Full Circle on Notebooks

It’s no secret that I like notebooks/office supply stuff. Like really like it. I have a knee high stack of notebooks/journals I haven’t used yet and even more than that which I have. I also have every notebook I used in college and over the last 20 years of professional IT work. And pens. My God the pens.

I’ve given time to everything from Midori Traveler notebooks to Black n Red to Moleskine to Paperblanks to sketch books to composition books to reporters notebooks to rite in the rain journals to big thick several hundred page grid books to 9x12 engineering journals to disc-bound paper plus a bunch more I’m not thinking of. I even got froggy before a trip to Japan and bought an awesome Oberon Design notebook cover and a few refills that is absolutely beautiful.

After all of these and a dozen methods of using them I find myself back at almost square one using a similar set of tools to those I started with years ago.

I always have a pocket notebook on me for general stuff and because I used to get fairly frequent calls where I may need to take a quick note of something wrong before I could get to a computer. I started this way back in high school and used little staple bound notebooks that mom brought home from the bank. Nowadays I carry a green Kokuyo sketch book in my pocket because it fits perfectly behind my cell phone and the cover is just hard enough to make it durable. I use them a lot so have a stack of them ready to go and at only a couple of bucks a piece I’ve been known to give them to anyone who thinks they are cool.

For personal work and work-work I used to use a 9x12 spiral bound engineering notebook and if I was still doing tons of physical hardware/cabling design and work I’d still be using it. They were the perfect size to paste full sized printouts in and there was tons of space on the page for work. These days I still use and prefer a spiral bound grid notebook but I’ve downsized to Clairefontaine A5 notebooks. These things are absolutely the perfect size for daily use and have great paper. They are also a little bit more office friendly than the giant engineering notebooks since they take up less space on a conference room table.

There are a billion cover options for them but I recently have been preferring the BattleBoard field folder which holds the notebook plus a few pen loops and on the inside of the front cover is a clear polycarbonate panel that will hold a folded 8.5x11 sheet and can be written on with map markers or grease pencil. Great for checklists or ephemeral notes. As an aside BattleBoard also makes zip-up notebook covers with the clear poly on the outside so you can use them for land nav and other stuff. They are targeted at military and LEO/rescue operations but I think anybody who wants a sturdy organizer would be served well by them.

Those A5 Clairefontaine books are also what I use for personal research notes on my topics of interest. I have a bunch of other unused notebooks I feel bad about not using, but TBH I like these things so well I will probably just find someone to give a bunch of them too and stick with the winners.
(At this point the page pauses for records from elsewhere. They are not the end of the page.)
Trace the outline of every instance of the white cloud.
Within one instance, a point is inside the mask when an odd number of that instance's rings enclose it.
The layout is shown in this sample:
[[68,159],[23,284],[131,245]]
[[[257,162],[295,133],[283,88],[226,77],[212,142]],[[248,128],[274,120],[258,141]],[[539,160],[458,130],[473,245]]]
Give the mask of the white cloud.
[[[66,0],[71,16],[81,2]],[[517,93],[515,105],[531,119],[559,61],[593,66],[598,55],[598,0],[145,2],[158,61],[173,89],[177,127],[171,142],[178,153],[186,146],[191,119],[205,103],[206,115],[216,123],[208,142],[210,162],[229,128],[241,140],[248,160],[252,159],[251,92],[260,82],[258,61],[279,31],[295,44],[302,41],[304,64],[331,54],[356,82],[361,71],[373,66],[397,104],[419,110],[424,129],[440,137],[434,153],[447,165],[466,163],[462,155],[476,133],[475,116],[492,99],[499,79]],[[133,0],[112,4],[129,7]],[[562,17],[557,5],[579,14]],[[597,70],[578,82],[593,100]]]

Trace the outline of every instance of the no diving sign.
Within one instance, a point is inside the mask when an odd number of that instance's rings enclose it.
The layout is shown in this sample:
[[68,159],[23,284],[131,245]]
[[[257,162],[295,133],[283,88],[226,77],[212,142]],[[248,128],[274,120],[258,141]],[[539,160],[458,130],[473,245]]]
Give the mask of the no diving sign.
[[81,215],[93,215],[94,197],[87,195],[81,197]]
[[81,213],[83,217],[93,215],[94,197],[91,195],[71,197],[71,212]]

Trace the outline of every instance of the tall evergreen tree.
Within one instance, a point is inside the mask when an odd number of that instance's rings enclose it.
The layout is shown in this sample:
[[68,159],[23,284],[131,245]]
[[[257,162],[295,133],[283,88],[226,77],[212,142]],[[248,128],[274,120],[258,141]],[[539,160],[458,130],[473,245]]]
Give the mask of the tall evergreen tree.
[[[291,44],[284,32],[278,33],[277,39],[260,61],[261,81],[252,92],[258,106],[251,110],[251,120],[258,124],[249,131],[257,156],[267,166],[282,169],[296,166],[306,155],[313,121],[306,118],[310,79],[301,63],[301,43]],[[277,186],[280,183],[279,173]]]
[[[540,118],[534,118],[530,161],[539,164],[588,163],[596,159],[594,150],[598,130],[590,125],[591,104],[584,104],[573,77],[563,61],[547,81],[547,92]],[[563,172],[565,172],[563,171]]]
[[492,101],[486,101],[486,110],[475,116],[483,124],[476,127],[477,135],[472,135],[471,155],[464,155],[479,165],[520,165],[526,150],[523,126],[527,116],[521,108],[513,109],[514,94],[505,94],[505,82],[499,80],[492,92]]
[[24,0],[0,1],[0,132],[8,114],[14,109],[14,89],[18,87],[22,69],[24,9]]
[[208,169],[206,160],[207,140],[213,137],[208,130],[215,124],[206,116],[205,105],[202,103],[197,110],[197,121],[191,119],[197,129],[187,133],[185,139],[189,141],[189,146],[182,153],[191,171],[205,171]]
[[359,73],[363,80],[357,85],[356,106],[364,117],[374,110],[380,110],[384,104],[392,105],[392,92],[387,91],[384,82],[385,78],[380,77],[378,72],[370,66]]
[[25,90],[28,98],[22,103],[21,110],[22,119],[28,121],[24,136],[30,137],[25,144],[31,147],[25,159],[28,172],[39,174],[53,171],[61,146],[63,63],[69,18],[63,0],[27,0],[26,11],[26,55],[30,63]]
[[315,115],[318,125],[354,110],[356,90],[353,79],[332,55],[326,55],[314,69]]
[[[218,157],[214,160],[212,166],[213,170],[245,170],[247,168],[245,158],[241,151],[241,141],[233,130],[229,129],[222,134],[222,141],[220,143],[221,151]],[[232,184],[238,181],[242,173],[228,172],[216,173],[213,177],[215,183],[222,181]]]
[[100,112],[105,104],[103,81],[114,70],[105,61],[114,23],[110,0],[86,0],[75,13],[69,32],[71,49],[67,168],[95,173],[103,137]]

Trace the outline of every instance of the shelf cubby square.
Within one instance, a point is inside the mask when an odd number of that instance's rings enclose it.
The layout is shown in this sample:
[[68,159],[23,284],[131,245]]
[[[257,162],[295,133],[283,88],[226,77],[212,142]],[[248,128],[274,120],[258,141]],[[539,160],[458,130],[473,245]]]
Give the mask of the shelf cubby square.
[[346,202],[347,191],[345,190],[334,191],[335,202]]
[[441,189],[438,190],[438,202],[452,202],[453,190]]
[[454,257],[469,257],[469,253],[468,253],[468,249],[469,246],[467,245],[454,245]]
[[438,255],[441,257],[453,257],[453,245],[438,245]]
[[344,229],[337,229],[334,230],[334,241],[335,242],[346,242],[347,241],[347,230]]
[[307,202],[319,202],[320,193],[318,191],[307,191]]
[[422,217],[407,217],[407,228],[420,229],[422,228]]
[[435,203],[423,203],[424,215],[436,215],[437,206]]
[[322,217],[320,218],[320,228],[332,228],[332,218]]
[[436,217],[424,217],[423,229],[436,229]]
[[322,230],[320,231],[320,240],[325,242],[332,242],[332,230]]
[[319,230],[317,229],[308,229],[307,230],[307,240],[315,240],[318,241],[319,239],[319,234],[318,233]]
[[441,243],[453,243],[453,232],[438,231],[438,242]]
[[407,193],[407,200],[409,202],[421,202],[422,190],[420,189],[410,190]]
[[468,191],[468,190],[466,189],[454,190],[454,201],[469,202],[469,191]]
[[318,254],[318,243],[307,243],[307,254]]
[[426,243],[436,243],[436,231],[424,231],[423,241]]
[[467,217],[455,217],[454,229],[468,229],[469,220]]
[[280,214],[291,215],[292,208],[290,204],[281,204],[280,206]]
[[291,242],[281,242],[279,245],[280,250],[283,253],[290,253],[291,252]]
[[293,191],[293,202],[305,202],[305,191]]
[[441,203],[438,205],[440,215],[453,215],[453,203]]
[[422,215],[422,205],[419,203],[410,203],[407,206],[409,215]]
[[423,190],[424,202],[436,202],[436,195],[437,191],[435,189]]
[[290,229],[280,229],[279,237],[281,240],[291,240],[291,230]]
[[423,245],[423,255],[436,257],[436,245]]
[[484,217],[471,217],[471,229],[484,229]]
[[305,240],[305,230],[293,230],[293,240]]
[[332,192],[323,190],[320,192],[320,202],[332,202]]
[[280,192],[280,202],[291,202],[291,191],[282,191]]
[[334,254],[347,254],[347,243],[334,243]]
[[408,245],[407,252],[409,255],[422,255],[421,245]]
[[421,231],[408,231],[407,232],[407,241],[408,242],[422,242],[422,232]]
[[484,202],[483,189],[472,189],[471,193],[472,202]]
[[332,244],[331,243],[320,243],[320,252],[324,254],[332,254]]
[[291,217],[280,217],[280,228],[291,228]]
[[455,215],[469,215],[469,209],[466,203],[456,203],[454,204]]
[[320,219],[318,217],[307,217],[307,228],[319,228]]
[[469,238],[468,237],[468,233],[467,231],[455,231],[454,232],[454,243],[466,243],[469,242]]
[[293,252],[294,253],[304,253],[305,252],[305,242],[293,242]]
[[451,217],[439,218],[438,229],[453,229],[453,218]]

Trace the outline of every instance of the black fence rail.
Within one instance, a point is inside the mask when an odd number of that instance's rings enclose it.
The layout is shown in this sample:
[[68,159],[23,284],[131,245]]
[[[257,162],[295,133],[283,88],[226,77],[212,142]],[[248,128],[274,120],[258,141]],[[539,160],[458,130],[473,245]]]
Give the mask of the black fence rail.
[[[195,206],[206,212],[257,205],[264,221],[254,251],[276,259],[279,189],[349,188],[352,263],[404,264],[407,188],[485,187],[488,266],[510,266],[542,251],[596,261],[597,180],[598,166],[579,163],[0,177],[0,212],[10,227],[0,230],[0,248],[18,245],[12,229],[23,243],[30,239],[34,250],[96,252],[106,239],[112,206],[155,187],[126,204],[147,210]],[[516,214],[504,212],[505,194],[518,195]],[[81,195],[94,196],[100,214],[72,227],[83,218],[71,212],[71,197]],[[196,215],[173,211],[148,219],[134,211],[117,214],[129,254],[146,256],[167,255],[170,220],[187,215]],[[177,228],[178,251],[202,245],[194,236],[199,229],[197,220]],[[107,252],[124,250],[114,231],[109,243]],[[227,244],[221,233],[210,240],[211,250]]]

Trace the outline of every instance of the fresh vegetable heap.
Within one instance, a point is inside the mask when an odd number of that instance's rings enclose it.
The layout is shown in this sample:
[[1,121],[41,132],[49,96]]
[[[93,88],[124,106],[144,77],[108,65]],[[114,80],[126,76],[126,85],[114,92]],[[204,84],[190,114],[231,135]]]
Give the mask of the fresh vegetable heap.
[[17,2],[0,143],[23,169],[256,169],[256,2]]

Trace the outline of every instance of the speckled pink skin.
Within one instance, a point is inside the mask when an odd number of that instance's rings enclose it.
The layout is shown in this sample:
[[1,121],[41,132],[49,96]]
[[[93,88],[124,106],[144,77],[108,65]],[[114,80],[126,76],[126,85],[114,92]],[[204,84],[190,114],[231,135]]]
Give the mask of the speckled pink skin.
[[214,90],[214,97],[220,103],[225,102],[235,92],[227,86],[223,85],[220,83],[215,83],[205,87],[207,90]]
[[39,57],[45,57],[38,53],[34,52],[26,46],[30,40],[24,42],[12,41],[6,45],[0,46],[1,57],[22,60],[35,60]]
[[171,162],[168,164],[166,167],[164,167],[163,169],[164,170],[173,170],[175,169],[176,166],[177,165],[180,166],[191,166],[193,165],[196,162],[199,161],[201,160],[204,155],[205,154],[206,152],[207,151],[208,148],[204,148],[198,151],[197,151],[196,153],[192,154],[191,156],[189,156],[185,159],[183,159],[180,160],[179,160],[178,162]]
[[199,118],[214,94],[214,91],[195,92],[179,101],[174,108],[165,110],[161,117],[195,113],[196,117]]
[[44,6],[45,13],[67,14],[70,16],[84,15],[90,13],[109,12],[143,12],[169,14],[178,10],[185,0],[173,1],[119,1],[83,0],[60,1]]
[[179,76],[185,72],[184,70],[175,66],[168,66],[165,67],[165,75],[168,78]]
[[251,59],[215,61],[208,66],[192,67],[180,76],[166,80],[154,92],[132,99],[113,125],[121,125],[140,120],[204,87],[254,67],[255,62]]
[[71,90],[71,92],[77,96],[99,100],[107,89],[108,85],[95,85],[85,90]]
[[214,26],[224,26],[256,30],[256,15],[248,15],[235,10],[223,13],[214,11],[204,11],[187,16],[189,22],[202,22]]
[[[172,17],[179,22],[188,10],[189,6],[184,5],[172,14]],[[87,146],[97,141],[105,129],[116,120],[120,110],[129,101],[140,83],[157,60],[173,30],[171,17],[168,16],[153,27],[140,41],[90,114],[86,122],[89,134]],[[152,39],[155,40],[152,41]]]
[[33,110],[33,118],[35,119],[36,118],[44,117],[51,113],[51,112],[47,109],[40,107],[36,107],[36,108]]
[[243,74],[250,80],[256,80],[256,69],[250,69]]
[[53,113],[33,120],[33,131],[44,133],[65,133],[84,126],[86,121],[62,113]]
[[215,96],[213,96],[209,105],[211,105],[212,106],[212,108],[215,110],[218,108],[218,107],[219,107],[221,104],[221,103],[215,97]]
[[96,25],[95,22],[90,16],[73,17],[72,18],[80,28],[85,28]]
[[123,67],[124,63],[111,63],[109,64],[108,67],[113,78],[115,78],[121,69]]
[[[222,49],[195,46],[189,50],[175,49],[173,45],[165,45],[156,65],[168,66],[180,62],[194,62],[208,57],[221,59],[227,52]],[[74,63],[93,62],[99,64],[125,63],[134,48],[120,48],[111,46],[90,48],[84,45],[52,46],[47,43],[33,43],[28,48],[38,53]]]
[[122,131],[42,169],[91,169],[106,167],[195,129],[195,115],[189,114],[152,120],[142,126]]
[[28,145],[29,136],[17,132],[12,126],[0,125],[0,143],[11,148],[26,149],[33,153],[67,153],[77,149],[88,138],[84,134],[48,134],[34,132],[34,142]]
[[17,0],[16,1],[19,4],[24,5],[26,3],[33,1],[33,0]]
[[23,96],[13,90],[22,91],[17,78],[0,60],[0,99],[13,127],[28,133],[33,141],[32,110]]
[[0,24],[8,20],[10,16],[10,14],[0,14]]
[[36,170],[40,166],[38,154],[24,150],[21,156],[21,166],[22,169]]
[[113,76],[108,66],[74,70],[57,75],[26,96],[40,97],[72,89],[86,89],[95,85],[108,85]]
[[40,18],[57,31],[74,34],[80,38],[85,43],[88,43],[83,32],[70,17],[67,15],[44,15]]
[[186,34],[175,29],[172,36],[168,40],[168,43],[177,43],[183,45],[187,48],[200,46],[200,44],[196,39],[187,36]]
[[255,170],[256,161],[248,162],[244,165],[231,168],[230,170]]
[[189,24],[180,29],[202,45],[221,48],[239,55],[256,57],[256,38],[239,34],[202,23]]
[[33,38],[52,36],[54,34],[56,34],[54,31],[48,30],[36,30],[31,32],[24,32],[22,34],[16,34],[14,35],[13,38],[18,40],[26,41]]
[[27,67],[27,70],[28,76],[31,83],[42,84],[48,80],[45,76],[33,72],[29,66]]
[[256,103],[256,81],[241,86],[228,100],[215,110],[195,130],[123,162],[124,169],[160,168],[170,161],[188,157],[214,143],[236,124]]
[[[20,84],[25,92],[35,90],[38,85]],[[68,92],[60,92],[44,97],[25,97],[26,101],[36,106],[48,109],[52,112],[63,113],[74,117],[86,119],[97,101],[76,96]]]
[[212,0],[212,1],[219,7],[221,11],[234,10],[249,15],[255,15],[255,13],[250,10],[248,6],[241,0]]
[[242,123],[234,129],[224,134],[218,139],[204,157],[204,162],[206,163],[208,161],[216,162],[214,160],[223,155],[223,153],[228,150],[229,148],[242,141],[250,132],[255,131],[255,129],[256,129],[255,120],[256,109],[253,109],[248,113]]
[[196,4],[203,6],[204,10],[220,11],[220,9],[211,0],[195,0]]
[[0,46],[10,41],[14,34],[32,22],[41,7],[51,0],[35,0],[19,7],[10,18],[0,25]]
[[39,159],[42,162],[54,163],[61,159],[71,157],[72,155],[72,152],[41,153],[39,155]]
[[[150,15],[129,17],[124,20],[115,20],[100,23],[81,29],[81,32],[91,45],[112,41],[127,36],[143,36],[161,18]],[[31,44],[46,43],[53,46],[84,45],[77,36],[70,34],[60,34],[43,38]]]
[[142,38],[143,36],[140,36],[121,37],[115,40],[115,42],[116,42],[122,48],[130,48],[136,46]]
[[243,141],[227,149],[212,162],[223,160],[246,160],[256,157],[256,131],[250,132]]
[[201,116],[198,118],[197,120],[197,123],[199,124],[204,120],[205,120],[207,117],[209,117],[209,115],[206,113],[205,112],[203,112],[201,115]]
The last two categories are a bit out there and probably mark me as still being kinda obsessed with pens and paper. The first one is my outdoors/travel book and journal(s). In this case it is another BattleBoard cover (the Scout) with a Rite-in-the-Rain field book insert. I have a bunch of those RITR notebooks and have used them for years and years in every kind of weather. In my experience nothing holds up better. I got started using them really heavily a few years ago when we were building warehouses in Texas and I needed something I could stash a notebook, a few pens and pencils, and a Sharpie and lumber crayon in that would survive heat, humidity, and rain. I also have and use some 4x6 top-spiral RITR notebooks for measurements, coords, sketches, and general crap when I’m working outside or on a project.

The last case is “The Journal”. And this is some place where I really fall flat. I always mean to make entries but I rarely do and then get discouraged and stop for a long time. I am trying to force myself to use the Oberon cover and refills I mentioned earlier and just Get Stuff In It. The problem I run into is that it is such a NICE piece of work that I feel like a super jackass putting in things like, “Today was a pretty calm day at work, time to work on some TF code and other stuff. Ended up stepping out for lunch and made shredded chicken in chile verde sauce for dinner.” I like the thought of a smaller format so picked up a couple of A6 Stalogy “Editors Series” books but then I stuck one in a really nice leather cover I’d bought for a Hobonichi Techo and it’s the same deal. It looks too nice for my bullshit. They are much more comfortable to write in than the Oberon refills though and its not a giant red dragon-embossed thing to haul around. I may just pop the Stalogy out of its cover and throw it in my bag for a week or two to get nice and mauled and then see if I’m less anxious about putting stuff in it. Then again, I really should just man up and realize that I spent the $$ on this stuff to enjoy it and proceed to beat the crap out of it and use it until it falls apart. I don’t think twice about spending $300 on a Benchmade knife and cutting nylon strapping with it yet I get all squirrely about a $5 piece of paper in a $20 case. (Well, actually quite a bit more in the case of the Oberon cover but ITS SO PRETTY.)